On passe la vitesse supérieure avec Pierre Cahuc et André Zylberberg qui dans leur dernier livre, assimilent toute pensée économique hétérodoxe à un « négationnisme économique ».
L’utilisation d’un terme aussi fortement connoté n’est évidemment pas neutre et selon André Orléan qui leur répond dans un article paru dans Alteréco « il y a dans le ton des auteurs comme des relents de guerre froide, de croisade purificatrice, d’ennemis irréductibles qu’il s’agit de détruire et d’exclure comme y invite explicitement le sous-titre : « comment s’en débarrasser ».
Se considérant personnellement pris à partie dans l’ouvrage, les économistes « à contre courant » qui donnent une tribune hebdomadaire dans Politis y dénoncent collectivement un ouvrage dont l’intention est clairement agressive : il s’agit de jeter le discrédit dans l’opinion publique sur l’ensemble des économistes critiques, traités de « charlatans » et de « faux savants » dans les différents chapitres du livre. On peut craindre que cet objectif soit partiellement atteint à court terme, à en juger par la manière complaisante dont les grands médias ont accueilli ce pamphlet caricatural.
Cette polémique concerne directement les acteurs de l’Economie sociale et solidaire. La haine de C&Z envers les économistes critiques est une défense de leur position dominante. Elle est du même ordre que celle de Jean Tirole et de ses alliés se mobilisant pour empêcher la création dans les universités françaises d’une section intitulée « Institutions, économie, territoire et société », qui aurait fait concurrence à l’économie dominante en développant des approches pluralistes. Tirole avait lui-même traité d’« obscurantistes » les économistes favorables à cette autre conception de l’économie.
Il n’est pas surprenant de voir surgir ce type d’anathèmes à l’heure où l’économie sociale et solidaire considérée jusque là avec condescendance comme une quantité négligeable par ces grands esprits commence à prendre corps dans le paysage institutionnel comme précisément une autre option économique dont le potentiel devient de plus en plus crédible.
Rappel des liens
[http://www.alterecoplus.fr/quand-messieurs-cahuc-et-zylberberg-decouvrent-la-science/00012139 ]

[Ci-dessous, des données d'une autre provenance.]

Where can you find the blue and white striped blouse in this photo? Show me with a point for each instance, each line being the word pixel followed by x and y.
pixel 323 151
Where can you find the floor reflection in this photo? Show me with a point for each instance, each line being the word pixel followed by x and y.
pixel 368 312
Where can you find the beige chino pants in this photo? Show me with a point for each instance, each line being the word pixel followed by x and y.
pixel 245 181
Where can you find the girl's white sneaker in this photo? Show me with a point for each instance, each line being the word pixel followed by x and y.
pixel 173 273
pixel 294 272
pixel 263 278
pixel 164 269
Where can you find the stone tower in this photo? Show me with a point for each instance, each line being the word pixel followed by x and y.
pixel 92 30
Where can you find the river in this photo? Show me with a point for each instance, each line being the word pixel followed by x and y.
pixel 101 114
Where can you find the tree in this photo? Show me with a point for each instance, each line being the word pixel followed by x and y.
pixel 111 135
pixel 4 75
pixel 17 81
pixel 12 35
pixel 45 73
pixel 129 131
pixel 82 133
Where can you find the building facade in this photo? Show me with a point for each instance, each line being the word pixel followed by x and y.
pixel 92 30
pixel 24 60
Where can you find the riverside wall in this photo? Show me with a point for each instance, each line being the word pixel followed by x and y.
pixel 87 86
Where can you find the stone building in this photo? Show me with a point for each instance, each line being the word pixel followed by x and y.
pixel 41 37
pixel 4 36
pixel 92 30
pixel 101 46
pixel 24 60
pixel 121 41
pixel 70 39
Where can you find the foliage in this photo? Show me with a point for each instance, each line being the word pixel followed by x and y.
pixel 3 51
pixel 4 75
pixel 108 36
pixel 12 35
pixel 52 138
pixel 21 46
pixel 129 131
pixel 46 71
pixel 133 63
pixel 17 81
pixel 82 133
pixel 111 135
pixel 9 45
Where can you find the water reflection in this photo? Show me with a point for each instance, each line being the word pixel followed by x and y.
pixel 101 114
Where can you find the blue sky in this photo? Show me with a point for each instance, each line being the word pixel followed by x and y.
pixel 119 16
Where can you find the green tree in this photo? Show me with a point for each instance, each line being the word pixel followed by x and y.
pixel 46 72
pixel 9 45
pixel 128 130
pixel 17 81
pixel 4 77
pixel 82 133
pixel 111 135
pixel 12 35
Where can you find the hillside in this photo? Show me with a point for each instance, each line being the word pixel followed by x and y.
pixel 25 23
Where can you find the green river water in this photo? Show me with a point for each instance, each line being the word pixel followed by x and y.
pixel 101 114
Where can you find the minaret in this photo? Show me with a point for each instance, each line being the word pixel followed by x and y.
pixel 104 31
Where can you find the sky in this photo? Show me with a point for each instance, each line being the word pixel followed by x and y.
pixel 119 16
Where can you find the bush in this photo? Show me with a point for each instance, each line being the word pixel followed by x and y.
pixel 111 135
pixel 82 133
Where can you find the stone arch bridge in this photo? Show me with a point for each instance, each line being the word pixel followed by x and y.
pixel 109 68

[http://www.politis.fr/articles/2016/09/negationnisme-economique-la-reponse-des-heterodoxes-35385/ ]
voir également la contribution de Christian Chavagneux
[http://www.alterecoplus.fr/negationnisme-economique-laffaire-cahuc/00012140 ]
lire également la tribune dans Médiapart signée par 22 journalistes, intitulée « Contre l’intimidation économique »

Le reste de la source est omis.